Tax Sales, Treasurer’s Deeds and Coal Mining

May 27, 2010 | Erin Herbold

This case stems from a change in the coal-mining industry in Iowa.  Here, an Iowa coal mining company and the county where the mining operation was located had strained business relations for several decades. When the coal mining industry became less lucrative as competition grew in the mid-1980’s, the mining company attempted to add new business ventures, such as a landfill operation, to their strip mining activities. Despite state approval for their new business ventures, the county enacted a zoning ordinance in the 1980’s to make the new ventures impossible and a lengthy takings battle ensued. During that time, the coal mining company stopped paying real estate taxes on two parcels of land situated in the county. The county moved to satisfy the tax liens by sale of the parcels at public auction in 1994. The county received no bidders at the public sale. Thus, the county itself bid on the parcels for the amount owed and acquired the tax certificates. The county took no further action until 2005 when they obtained a treasurer’s tax deed on the parcels. The county served the mining company with a 90-day notice of redemption in February of 2005. The mining company claimed that it never received notice from the county that the parcels were sold in 1994.

At the time, the coal mining company was in negotiations with the Iowa DNR to complete the sale of one of the parcels. The company was able to redeem that parcel of property and paid the associated taxes, penalties, and interest to the county to preserve their right to sell to the DNR. The mining company attempted to block the issuance of a treasurer’s deed to the county on the other parcel. The company applied for  temporary and permanent injunctions against the county, claiming that the county was self-dealing in issuing itself the deed, that the redemption amount for the parcel was excessive and unfair, and that the court order reimbursement for overpayment of interest and penalties for the redeemed property. 

At trial, the court ordered that the county would be unjustly enriched if it was allowed to collect interest and penalties from 1994 to 2008 for the unredeemed property. But, the court also ordered that the coal company should not be reimbursed for the payment of interest and penalties on the redeemed property. The trial court noted that the coal company, based upon their previous contentious relationship with the county, was entitled to some relief on the property tax issue. 

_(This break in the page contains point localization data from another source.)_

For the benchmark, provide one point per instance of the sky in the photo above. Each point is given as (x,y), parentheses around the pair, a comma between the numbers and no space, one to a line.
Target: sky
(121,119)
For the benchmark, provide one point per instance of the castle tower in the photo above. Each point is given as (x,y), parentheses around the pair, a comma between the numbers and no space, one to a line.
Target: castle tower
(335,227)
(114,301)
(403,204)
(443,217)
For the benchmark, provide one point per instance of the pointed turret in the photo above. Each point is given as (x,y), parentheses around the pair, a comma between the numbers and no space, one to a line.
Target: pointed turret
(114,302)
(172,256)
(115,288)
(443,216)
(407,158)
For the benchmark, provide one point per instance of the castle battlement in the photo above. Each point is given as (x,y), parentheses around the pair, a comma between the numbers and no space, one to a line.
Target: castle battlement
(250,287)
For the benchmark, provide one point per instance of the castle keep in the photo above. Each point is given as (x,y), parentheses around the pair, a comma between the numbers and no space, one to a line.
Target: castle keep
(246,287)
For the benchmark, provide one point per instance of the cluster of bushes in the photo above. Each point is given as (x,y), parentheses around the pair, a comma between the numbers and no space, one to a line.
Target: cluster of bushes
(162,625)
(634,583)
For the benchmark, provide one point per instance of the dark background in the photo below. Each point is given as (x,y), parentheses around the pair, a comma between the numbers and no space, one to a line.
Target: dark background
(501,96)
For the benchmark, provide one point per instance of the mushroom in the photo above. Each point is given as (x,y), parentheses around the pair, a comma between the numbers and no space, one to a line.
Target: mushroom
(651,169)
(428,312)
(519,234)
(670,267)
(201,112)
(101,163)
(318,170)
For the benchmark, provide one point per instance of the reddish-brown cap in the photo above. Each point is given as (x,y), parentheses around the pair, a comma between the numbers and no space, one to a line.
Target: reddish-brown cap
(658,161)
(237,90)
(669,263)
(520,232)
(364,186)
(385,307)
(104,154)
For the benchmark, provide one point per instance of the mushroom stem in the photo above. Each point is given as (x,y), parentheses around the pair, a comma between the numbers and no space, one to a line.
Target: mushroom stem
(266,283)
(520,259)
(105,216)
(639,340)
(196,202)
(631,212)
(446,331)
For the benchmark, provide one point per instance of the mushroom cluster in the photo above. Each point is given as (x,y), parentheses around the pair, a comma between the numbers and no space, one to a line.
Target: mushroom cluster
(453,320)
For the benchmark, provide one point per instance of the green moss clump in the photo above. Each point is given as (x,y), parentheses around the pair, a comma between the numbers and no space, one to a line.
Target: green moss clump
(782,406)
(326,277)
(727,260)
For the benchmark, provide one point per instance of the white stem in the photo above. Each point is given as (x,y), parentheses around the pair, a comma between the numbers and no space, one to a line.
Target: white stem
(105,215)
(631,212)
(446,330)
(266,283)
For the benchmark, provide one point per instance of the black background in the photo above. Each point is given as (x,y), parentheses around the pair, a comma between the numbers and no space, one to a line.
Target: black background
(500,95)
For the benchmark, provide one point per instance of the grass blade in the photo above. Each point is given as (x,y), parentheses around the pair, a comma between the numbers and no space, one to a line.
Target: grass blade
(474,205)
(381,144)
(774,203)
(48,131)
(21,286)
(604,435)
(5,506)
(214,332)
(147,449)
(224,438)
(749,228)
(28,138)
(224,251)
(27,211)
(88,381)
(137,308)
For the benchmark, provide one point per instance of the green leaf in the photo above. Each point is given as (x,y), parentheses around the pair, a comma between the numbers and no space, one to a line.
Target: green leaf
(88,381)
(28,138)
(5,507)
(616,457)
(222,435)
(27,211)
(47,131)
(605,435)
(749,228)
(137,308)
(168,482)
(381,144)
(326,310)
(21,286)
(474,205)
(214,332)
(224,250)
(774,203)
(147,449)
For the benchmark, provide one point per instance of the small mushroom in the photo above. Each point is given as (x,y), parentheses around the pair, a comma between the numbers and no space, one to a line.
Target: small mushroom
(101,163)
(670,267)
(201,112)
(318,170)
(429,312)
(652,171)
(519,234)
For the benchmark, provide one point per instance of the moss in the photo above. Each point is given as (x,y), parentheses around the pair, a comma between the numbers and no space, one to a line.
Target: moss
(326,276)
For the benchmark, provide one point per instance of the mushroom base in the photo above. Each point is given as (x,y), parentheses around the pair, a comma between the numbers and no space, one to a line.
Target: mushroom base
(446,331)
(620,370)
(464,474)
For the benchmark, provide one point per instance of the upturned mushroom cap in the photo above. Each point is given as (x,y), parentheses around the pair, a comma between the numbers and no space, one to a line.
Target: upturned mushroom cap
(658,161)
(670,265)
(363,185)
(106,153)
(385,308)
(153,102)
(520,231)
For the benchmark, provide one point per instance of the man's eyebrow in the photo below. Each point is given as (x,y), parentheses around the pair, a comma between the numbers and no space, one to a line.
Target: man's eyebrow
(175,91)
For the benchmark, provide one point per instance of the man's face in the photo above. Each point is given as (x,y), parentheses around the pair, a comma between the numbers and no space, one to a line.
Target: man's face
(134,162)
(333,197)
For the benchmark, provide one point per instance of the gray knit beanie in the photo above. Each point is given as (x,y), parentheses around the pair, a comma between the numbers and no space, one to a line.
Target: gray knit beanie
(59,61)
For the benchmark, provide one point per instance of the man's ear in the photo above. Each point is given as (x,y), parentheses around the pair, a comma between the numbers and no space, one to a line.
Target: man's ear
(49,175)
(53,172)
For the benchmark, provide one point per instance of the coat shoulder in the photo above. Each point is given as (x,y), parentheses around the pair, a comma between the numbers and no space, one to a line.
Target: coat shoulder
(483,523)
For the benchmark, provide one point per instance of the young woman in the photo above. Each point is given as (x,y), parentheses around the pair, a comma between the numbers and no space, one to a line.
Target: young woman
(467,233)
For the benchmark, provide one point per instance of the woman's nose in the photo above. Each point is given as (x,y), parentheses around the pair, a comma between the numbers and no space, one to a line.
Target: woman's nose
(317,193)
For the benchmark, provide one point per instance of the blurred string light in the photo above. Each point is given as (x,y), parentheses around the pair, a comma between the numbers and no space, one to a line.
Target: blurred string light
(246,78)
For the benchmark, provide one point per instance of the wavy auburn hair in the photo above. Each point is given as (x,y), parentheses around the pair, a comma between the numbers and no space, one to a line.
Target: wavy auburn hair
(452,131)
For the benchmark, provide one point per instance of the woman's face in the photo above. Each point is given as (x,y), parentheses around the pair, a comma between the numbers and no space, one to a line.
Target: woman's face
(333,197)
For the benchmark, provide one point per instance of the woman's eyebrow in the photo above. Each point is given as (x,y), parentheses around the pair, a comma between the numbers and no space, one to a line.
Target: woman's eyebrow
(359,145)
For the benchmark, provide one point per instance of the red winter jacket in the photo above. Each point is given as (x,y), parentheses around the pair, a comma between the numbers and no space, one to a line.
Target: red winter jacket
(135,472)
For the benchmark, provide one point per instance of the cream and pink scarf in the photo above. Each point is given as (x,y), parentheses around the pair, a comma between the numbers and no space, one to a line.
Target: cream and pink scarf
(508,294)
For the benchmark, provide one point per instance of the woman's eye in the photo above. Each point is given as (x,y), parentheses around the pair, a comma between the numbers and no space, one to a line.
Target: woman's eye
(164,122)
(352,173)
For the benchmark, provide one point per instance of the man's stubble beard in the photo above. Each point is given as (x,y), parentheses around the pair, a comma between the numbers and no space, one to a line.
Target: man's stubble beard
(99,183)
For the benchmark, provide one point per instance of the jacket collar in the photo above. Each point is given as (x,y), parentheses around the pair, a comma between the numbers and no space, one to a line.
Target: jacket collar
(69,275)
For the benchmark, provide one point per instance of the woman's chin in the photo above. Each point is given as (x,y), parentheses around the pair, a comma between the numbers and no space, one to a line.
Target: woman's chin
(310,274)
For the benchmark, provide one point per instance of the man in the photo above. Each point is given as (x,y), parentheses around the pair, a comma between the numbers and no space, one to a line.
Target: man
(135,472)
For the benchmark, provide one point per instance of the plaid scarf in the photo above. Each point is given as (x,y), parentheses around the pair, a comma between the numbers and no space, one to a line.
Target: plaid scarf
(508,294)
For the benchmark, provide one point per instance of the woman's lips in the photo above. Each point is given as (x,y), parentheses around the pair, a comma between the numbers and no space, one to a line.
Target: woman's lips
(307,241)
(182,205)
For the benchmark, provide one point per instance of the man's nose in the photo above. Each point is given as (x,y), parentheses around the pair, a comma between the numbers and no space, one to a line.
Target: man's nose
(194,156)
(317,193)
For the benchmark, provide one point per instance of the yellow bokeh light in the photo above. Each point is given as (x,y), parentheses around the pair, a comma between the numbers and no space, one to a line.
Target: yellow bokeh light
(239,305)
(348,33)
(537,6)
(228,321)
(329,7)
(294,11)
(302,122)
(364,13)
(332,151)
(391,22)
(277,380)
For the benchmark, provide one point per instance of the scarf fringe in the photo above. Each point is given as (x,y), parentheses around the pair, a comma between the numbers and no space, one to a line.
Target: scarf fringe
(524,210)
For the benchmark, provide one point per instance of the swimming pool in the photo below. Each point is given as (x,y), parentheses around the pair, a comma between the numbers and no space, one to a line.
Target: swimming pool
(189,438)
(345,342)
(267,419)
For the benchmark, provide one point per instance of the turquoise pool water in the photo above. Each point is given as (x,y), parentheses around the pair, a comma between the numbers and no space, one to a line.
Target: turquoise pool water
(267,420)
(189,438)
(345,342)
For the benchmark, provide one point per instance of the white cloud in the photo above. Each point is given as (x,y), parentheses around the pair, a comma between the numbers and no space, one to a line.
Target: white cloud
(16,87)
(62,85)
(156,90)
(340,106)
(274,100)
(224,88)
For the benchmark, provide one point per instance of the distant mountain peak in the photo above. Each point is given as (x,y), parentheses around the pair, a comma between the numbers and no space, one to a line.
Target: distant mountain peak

On appeal, the county contended that the trial court’s finding ignored state law for collecting unpaid property taxes and that the ruling would set a bad precedent. The Iowa Court of Appeals addressed the issue of unjust enrichment and whether it would be unjust to allow Monroe County to obtain the benefit of payment of interest and penalties on the unredeemed parcel in this case over such a long time period.  The court noted that the company intentionally decided to stop paying their property taxes on both parcels of land, and that the evidence showed that they had numerous opportunities and notices to pay the tax and redeem the property.  Furthermore, a county is required under Iowa Code §446.19 to bid at a tax sale for the parcel in the amount of tax due when no bid is received. The county was not legally required to take any action to seek a treasurer’s deed and the mining company never questioned the fact that they were not receiving delinquent tax notices on the property. The court found that the county would not be unjustly enriched by requiring the mining company to pay what they owed, along with penalties and interest. Iowa Coal Mining Co. v. Monroe County, No. 0-058/09-0403, 2010 Iowa App. LEXIS 377 (Iowa Ct. App. May 12, 2010).